The crowds may not understand what they are saying; they may be shouting without much thinking, but Jesus does nothing haphazardly. Every action, every word, is deliberate. The King has arranged everything; He has set forth His plans and He will carry them out, as He spoke to His disciples: “I lay down my life for the sheep… No one takes it from me, but I lay it down of my own accord.” He, who has all power, who is God Himself in the flesh, departs the city as He entered it; in humility, with a crowd thronging around Him, crying out His Name. He departs to lay down His life willingly for the sheep. He departs to conquer, but not by military victory; He carries not a sword or shield but a cross. It is by being put to death that He will save; when the crowd cries out for His blood, they are crying out for the price of their salvation. And when they declare, “Let His blood be on us and on our children,” they are asking for the conversion of the nations. They do not know what they are saying. In Jesus, the cry ‘Hosanna’ is exactly the same as the cry ‘Crucify.’ And whether the crowd shouts in joy or in anger, He will answer their cries; Christ saves by being crucified.
That is the mystery of this Palm Sunday: the crowd that shouted ‘Hosanna’ and the crowd that shouted ‘Crucify’ were crying out for the same thing—Jesus dead upon a cross for the sin of the world. Jesus’ followers didn’t know what they were saying; they didn’t understand what kind of salvation Christ would bring, and they certainly were shocked to see how He would accomplish it. They were left, on Easter Sunday, saying in sorrow, “We had hoped that He was the One to redeem Israel.” The cries of ‘Hosanna’ seemed unfulfilled, unanswered as that day dawned. But ‘Hosanna’ and ‘Crucify’ mean the same thing; Christ saves by being crucified, and God proved it by raising His Son from the dead, triumphant over sin, death, and the power of the devil for you and your salvation.

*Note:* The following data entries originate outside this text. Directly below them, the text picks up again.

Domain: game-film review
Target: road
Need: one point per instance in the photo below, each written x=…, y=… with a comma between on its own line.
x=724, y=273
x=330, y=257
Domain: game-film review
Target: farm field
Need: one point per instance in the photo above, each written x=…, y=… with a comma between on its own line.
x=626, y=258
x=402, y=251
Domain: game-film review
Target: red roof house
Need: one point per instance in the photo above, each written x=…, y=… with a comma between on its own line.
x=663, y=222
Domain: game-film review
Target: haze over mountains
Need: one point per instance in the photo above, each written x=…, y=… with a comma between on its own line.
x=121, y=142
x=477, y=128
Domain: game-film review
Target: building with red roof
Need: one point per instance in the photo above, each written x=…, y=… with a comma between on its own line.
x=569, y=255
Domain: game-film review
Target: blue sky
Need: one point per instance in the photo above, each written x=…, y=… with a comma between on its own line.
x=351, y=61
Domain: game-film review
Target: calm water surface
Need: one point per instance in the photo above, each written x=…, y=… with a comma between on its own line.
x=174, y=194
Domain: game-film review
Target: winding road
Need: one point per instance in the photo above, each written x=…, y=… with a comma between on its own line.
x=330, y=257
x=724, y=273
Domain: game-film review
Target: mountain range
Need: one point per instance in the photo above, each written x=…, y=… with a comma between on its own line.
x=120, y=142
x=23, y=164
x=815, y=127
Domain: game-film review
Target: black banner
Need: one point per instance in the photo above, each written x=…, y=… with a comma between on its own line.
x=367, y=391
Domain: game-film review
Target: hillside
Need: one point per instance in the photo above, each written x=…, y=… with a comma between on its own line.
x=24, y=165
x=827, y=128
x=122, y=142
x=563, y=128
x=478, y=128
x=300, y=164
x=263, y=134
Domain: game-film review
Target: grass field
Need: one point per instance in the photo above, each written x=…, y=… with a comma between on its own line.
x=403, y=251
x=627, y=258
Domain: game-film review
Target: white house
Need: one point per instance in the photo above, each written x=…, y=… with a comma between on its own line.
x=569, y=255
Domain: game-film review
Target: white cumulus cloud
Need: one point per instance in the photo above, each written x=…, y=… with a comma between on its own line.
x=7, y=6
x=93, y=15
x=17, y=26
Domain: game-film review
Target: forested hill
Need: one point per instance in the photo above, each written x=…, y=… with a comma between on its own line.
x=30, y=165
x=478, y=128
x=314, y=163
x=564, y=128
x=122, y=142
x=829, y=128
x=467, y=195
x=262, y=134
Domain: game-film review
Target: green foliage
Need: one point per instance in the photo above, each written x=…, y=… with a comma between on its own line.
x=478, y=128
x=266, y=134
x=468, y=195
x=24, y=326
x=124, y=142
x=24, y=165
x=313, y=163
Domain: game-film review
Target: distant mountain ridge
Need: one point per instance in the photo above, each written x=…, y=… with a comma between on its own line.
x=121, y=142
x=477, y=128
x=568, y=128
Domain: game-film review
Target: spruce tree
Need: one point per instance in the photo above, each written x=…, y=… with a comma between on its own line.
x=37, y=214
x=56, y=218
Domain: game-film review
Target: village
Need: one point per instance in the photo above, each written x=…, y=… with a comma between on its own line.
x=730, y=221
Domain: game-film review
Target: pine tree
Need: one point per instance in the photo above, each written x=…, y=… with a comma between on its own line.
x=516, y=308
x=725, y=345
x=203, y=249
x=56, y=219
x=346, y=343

It is this salvation for which we cry; it is for this salvation that we shout the Hosannas with the crowd on Palm Sunday. But do we truly know what we say? No. We shout almost without thinking, caught up in the moment, stirred up by others; we shout without stopping to ponder the meanings of the words we speak. Too often, we are, like the crowd, crying out for temporal deliverance by an unbloody Jesus. We would never choose suffering, for us or for Christ. We don’t understand the cost of salvation, because we underestimate our sin. We want deliverance from the symptoms without realizing the disease. But even in our more faithful moments we never fully understand the cross; these are mysteries so profound that even in heaven we will still marvel at them. Let us ponder these mysteries this Holy Week. Let us ponder how the crowd that shouted for His blood answered and fulfilled the cries of the crowd who acclaimed Him as King. Let us ponder the love of a Lord who despised the shame of the cross, going to suffering and death to free even those who nailed Him to the tree. Let us ponder the mystery of God suffering and dying in the place of sinful man, in your place and in mine. “What may I say? Heaven was His home but mine the tomb wherein He lay.” In the Name of Jesus, Amen.